The toll compounds the damage from the Covid-19 pandemic, which caused more than a million excess deaths and left lasting scars on Russia’s population.
Alexander Raksha, an independent demographer and former analyst at Rostat, estimates average male life expectancy has fallen from 68 to 66 since the start of the full-scale invasion. He said the government has made it harder to track the long-term demographic consequences of the ongoing fighting.
“Russia stopped publishing all mortality and life expectancy data for its male population from 2024 onwards,” Raksha said.
Russian anti-war activists, inside and outside the country, initially believed the rising number of returning bodies would spark public protests.

But Russia’s expansive propaganda campaign has portrayed the fallen as heroes, with Vladimir Putin repeatedly touting the idea that dying on the frontlines is more meaningful than enduring a bleak existence in the country’s impoverished towns.
Responding to a grieving mother during a televised meeting in late 2022, he said: “Some people die in road accidents, others from alcohol – when they die, it’s unclear how. But your son lived, do you understand? He fulfilled his purpose.”

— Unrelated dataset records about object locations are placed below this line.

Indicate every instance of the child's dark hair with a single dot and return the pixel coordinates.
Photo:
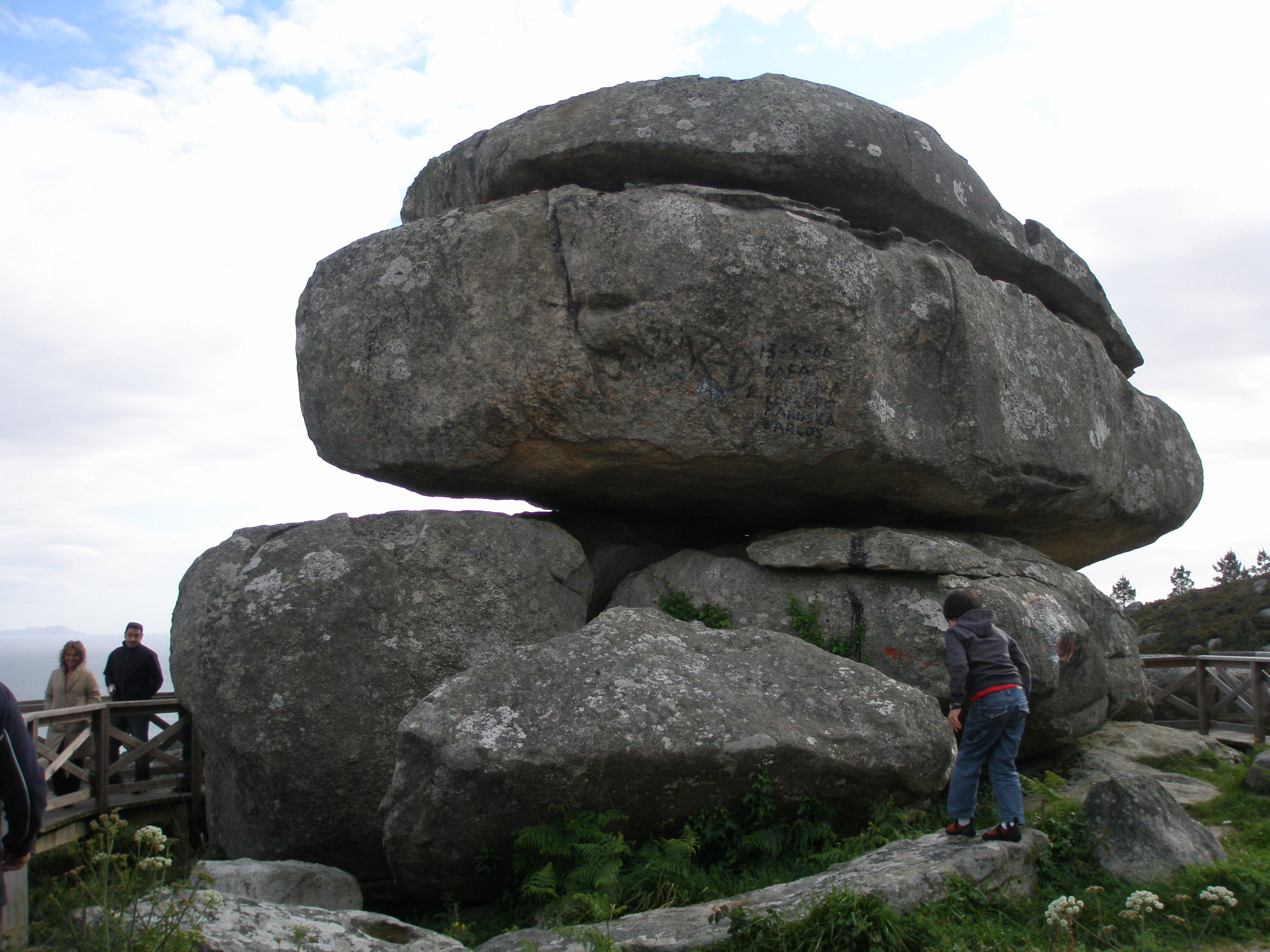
(959, 602)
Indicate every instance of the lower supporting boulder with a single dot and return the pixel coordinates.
(905, 875)
(656, 719)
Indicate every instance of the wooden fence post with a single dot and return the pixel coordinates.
(1259, 703)
(1202, 693)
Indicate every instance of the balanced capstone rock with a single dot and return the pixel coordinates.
(300, 646)
(784, 136)
(733, 356)
(656, 719)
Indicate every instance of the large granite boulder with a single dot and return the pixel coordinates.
(1140, 833)
(300, 646)
(653, 717)
(732, 356)
(1080, 645)
(905, 875)
(778, 135)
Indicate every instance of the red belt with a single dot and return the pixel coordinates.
(988, 691)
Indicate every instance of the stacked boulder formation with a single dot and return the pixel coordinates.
(746, 341)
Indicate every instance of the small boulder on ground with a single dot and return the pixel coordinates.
(285, 881)
(242, 925)
(656, 719)
(1121, 748)
(1140, 833)
(905, 875)
(1259, 774)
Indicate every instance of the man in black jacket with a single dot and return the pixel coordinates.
(22, 787)
(133, 673)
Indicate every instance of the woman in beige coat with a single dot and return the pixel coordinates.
(72, 685)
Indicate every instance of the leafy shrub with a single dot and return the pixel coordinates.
(807, 626)
(679, 605)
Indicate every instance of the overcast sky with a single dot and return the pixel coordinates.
(172, 172)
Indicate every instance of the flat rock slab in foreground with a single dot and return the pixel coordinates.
(1081, 648)
(299, 649)
(1140, 833)
(656, 719)
(285, 881)
(251, 926)
(906, 874)
(728, 356)
(779, 135)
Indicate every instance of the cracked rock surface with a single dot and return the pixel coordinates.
(1081, 648)
(784, 136)
(300, 646)
(733, 356)
(656, 719)
(905, 874)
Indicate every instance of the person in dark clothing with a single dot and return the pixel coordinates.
(133, 673)
(990, 676)
(22, 787)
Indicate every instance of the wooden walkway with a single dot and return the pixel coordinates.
(173, 794)
(1231, 691)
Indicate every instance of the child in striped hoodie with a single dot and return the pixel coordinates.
(987, 671)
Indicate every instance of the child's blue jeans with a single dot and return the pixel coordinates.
(991, 736)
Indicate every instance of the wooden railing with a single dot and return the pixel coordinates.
(176, 756)
(1240, 682)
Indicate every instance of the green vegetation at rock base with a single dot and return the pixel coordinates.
(967, 919)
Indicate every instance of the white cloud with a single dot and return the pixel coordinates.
(889, 25)
(26, 27)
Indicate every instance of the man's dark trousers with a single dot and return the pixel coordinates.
(139, 727)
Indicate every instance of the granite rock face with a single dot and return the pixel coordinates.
(299, 648)
(653, 717)
(620, 544)
(786, 137)
(285, 881)
(244, 925)
(1080, 646)
(1119, 748)
(728, 356)
(1141, 833)
(905, 874)
(1259, 774)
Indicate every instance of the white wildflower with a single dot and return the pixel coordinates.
(1220, 894)
(1142, 903)
(151, 837)
(1062, 911)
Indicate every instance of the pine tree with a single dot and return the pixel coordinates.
(1182, 582)
(1229, 569)
(1123, 593)
(1263, 566)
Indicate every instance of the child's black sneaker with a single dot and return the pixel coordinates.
(1006, 832)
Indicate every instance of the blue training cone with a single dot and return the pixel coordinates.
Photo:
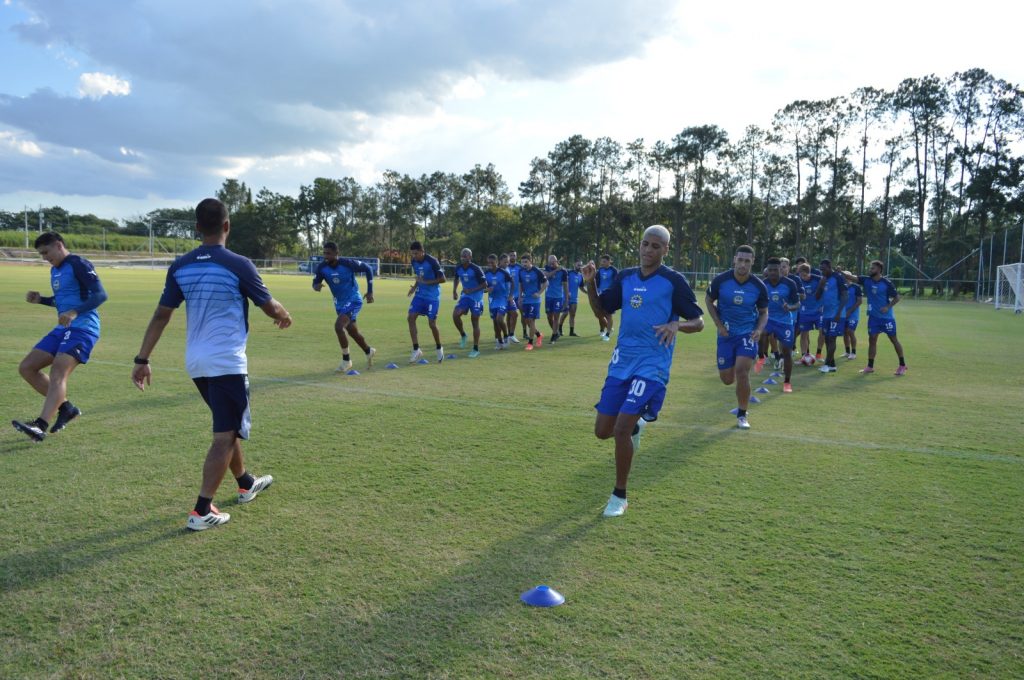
(542, 596)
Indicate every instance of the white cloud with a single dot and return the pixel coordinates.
(96, 85)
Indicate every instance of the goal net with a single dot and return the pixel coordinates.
(1010, 287)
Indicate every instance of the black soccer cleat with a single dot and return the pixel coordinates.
(65, 416)
(31, 429)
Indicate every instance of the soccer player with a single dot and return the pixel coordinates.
(652, 298)
(77, 294)
(473, 284)
(531, 284)
(854, 297)
(556, 293)
(215, 285)
(339, 272)
(809, 316)
(499, 293)
(426, 300)
(782, 301)
(510, 263)
(737, 302)
(882, 295)
(832, 292)
(576, 285)
(605, 274)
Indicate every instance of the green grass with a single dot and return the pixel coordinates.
(866, 526)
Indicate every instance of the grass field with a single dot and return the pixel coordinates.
(866, 526)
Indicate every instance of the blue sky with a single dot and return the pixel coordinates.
(119, 108)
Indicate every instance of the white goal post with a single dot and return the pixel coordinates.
(1010, 287)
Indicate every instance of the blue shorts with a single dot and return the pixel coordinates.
(877, 326)
(782, 332)
(227, 397)
(73, 341)
(350, 309)
(734, 346)
(833, 328)
(466, 303)
(635, 395)
(424, 307)
(809, 323)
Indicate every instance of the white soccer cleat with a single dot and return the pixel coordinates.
(198, 522)
(259, 483)
(615, 507)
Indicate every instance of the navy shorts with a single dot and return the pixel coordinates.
(227, 397)
(634, 395)
(425, 307)
(73, 341)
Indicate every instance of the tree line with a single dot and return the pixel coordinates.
(932, 167)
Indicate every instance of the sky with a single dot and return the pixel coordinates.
(118, 108)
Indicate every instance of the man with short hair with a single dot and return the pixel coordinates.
(426, 294)
(652, 298)
(531, 284)
(77, 294)
(215, 285)
(499, 292)
(832, 292)
(737, 302)
(576, 285)
(882, 296)
(339, 272)
(473, 284)
(556, 293)
(605, 274)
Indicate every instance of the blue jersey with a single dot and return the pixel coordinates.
(499, 285)
(880, 294)
(738, 303)
(555, 280)
(514, 270)
(646, 302)
(76, 286)
(853, 293)
(429, 269)
(530, 284)
(576, 285)
(810, 306)
(832, 302)
(216, 286)
(471, 277)
(341, 280)
(782, 293)
(604, 278)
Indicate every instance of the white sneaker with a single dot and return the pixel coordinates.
(615, 507)
(198, 522)
(641, 424)
(247, 495)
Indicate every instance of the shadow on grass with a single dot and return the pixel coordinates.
(448, 623)
(27, 568)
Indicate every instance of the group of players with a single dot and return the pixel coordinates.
(752, 315)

Instead of widespread public discontent, the opposite now appears to be true: many Russians who have lost relatives are urging the Kremlin to press on, convinced that the losses must be justified.
Among them is Dmitry Shkrebets, whose son, Yegor, was one of more than three dozen sailors killed when Ukraine struck Russia’s Black Sea flagship, the Moskva, in 2022.
Shkrebets now runs a blog in which he routinely urges Russia to step up its attacks on Ukraine.
“Any compromise with Ukraine would be a betrayal of the country. A betrayal of the blood our sons have shed,” Shkrebets said.
“We need to see this through to the end,” he said, adding that he hoped Russia would soon launch an offensive on the Ukrainian cities of Odesa and Mykolaiv.
To maintain support among grieving families, the Kremlin has also resorted to offering generous payouts to the relatives of the dead and wounded. According to a study by the Re:Russia thinkthank, the government allocated at least 1.2tn rubles (about $15.3bn) in 2024 alone for compensation to the families of the dead and injured.
The sheer scale of the losses – and the money involved – has given rise to dedicated message boards and online discussion groups, where relatives of the deceased exchange advice on how to access death benefits, or vent their frustrations about long-absent family members suddenly reappearing to claim a share of the compensation.
“My husband signed the contract a few days before we got married. He died shortly after. Now his children from a previous marriage are suing me to take away the death payouts … Please help!” read one recent post on VKontakte, Russia’s equivalent of Facebook.

For now, Moscow appears able to replenish its manpower for the war, allowing it to slowly advance and capture more territory in Ukraine despite the human cost.
Military recruitment continues to surge across many regions, with signing bonuses for contracts to join the war reaching record highs – up to 2m rubles (about $25,000).
Janis Kluge, a researcher on the Russian economy at the German Institute for International and Security Affairs, estimates Russia recruited 89,601 men between January and March 2025, based on federal spending on sign-up bonuses.
“This represents a 22% increase over the same period last year,” Kluge said.
Nikolai, the funeral home director, said he’s closely watching the ongoing peace talks between Russia and Ukraine to determine his next business move.
“Of course, I hope this ends soon and the deaths stop,” he said, noting with disappointment the talks appear to have stalled. “It just feels wrong to be making money off young guys dying.”